"Education-based incarceration is what this is all about," said L.A. County Sheriff's Deputy Dave Bates. "So we're giving guys an opportunity to change their lives. They've been coming to jail, they've been coming to prison. They're tired. They're tired of being tired."
Under this program they are still held accountable for their crimes. But these inmates also learn how to be fathers and husbands. It sounds simple enough, but it's often something these men never learned.
"Though education, we can make a difference," said L.A. County Sheriff's Lt. Brian Fitch. "We can reduce the number of people who come into our care and custody each year."
Some classes are led by teachers, scenarios acted out by instructors showing the men how to deal with everyday situations.
Other classes are through cable channels on inmate televisions or computers. Often it's not what you'd expect from a jail.
"Putting an addict in jail does not change their addiction," said Bates. "Getting to their heart, getting to their mind, finding out why they're doing what they're doing -- you know, locking a guy up, putting him behind bars, does not change anything."
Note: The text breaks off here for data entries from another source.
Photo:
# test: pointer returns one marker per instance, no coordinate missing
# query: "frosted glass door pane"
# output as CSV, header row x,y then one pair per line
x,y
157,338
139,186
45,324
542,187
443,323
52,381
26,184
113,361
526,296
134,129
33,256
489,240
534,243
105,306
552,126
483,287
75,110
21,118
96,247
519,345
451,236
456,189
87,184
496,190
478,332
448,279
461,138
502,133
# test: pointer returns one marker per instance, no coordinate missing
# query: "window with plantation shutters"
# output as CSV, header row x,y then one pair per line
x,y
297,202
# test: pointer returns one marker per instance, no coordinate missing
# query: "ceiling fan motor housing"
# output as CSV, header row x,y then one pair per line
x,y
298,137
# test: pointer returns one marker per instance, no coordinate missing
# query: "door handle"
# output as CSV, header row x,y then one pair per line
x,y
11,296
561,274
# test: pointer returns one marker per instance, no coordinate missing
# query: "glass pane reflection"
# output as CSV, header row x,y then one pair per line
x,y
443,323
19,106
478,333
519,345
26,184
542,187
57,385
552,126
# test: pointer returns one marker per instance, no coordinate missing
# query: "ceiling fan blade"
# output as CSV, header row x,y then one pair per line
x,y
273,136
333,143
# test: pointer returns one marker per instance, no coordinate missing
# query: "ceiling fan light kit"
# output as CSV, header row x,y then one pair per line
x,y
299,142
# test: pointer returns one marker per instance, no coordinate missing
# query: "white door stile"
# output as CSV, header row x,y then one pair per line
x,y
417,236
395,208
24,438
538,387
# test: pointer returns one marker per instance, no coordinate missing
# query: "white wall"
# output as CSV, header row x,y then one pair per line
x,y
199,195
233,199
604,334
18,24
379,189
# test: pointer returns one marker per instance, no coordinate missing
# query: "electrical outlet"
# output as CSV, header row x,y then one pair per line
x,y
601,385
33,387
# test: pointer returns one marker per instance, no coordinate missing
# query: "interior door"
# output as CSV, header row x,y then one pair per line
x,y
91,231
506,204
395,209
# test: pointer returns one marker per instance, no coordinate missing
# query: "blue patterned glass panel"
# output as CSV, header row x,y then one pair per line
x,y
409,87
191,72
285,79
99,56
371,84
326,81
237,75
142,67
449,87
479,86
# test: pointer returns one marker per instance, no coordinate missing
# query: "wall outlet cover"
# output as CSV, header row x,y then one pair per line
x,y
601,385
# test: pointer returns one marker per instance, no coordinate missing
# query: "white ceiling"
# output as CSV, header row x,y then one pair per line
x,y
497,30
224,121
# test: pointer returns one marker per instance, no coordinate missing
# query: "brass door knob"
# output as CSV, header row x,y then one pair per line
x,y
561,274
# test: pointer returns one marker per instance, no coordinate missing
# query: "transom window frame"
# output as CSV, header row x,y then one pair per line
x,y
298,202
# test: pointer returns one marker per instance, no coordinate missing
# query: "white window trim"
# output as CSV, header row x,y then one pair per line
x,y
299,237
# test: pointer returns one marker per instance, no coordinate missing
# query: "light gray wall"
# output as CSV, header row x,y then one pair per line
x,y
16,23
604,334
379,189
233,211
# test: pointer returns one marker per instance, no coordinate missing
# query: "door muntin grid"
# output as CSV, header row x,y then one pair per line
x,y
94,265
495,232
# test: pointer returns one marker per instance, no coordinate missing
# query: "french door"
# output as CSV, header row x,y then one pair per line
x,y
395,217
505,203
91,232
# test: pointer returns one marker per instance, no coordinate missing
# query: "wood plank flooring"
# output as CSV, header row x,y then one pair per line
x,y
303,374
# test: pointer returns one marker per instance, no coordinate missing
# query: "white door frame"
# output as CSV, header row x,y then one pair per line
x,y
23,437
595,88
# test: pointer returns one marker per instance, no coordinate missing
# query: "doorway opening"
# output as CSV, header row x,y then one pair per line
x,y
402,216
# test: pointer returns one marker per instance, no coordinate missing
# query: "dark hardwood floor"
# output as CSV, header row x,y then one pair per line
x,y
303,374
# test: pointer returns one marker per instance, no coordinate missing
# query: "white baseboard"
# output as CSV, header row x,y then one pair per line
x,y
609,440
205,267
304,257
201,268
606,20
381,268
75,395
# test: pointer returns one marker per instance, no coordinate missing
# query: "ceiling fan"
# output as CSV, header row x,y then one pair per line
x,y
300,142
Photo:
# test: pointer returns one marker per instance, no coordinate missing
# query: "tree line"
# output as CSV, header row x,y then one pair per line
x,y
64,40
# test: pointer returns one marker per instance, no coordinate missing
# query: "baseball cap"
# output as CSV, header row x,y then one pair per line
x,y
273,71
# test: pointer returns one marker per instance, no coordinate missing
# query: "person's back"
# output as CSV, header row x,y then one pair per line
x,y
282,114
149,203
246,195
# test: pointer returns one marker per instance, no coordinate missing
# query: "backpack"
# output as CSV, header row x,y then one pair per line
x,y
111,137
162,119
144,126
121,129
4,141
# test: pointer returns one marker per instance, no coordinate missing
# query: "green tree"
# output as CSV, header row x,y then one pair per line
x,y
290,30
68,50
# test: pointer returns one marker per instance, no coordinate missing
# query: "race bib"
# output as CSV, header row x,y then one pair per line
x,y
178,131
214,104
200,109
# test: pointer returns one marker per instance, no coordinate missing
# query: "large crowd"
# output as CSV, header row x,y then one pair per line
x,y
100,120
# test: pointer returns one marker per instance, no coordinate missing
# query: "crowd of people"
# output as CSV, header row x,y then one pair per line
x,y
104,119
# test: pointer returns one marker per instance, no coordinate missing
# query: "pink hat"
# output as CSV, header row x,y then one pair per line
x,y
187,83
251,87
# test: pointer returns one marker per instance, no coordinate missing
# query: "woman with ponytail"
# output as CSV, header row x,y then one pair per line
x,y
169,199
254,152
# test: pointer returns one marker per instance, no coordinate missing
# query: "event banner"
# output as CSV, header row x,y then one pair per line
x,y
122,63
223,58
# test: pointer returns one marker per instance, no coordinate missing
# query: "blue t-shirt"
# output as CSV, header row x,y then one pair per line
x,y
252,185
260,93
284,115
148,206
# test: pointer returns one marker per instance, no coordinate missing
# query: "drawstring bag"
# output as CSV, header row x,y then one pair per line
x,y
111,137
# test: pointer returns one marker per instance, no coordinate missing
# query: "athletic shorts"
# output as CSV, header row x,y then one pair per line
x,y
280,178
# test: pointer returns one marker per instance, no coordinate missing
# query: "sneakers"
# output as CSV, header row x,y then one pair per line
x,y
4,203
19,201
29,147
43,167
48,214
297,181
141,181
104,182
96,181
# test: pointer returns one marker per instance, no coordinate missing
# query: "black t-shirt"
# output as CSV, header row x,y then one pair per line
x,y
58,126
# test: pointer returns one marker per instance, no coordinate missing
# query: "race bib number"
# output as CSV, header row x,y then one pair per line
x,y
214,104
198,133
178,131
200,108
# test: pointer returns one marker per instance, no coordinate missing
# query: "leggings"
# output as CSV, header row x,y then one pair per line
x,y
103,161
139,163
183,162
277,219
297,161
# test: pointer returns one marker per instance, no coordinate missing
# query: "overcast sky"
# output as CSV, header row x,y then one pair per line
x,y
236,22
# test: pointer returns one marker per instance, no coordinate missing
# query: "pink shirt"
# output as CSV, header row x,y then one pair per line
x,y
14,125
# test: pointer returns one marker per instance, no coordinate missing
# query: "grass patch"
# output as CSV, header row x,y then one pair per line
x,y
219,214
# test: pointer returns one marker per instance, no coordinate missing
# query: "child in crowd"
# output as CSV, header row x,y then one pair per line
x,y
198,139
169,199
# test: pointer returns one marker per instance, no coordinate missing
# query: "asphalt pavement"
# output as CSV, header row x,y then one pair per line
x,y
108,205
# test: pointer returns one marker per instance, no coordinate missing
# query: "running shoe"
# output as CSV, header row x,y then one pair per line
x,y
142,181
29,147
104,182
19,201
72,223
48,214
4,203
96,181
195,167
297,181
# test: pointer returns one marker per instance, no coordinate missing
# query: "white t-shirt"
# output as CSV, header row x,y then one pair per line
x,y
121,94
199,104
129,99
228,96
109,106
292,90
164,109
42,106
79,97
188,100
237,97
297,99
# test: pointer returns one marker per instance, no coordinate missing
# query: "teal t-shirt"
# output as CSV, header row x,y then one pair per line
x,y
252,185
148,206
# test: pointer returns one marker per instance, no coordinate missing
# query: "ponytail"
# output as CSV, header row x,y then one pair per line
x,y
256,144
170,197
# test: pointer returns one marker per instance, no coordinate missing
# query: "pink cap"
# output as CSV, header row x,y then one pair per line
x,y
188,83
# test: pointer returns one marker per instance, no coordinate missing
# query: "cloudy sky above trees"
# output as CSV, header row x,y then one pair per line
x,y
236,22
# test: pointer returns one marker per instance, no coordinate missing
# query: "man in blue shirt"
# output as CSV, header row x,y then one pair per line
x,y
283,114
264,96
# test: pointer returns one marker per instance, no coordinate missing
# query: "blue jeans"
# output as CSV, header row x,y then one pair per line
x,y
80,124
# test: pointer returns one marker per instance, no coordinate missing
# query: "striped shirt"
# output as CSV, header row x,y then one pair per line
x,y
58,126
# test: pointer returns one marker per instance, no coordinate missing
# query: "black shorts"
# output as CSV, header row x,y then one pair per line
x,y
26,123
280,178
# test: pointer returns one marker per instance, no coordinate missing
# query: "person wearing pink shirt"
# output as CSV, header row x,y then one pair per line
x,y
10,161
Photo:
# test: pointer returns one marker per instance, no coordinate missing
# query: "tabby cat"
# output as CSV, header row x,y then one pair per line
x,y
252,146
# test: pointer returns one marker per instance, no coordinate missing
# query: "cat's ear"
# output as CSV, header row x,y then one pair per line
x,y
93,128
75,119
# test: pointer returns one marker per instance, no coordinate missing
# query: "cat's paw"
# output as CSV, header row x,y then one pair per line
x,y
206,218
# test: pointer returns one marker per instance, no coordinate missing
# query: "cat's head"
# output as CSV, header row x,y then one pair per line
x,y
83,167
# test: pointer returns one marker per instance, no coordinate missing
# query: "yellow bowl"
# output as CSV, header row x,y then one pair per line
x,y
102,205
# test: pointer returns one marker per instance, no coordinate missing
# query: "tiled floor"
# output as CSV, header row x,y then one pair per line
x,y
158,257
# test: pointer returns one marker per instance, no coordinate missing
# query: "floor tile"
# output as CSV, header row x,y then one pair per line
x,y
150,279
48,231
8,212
And the recidivism rate has dropped dramatically. Recidivism is the rate of the number of inmates who return to jail after being released. It used to be about 70 percent. Now it's down to about 30 percent.
"It means changing the role of the deputy sheriff," said Fitch. "It means the deputy sheriff can perform more than one function. The deputy sheriff can provide security, but he or she can also act as a mentor, act as a teacher."
The program has been in effect for about four years, and it is successful. Officials say it is changing the lives of thousands of inmates, and in turn, that changes the lives of all of us.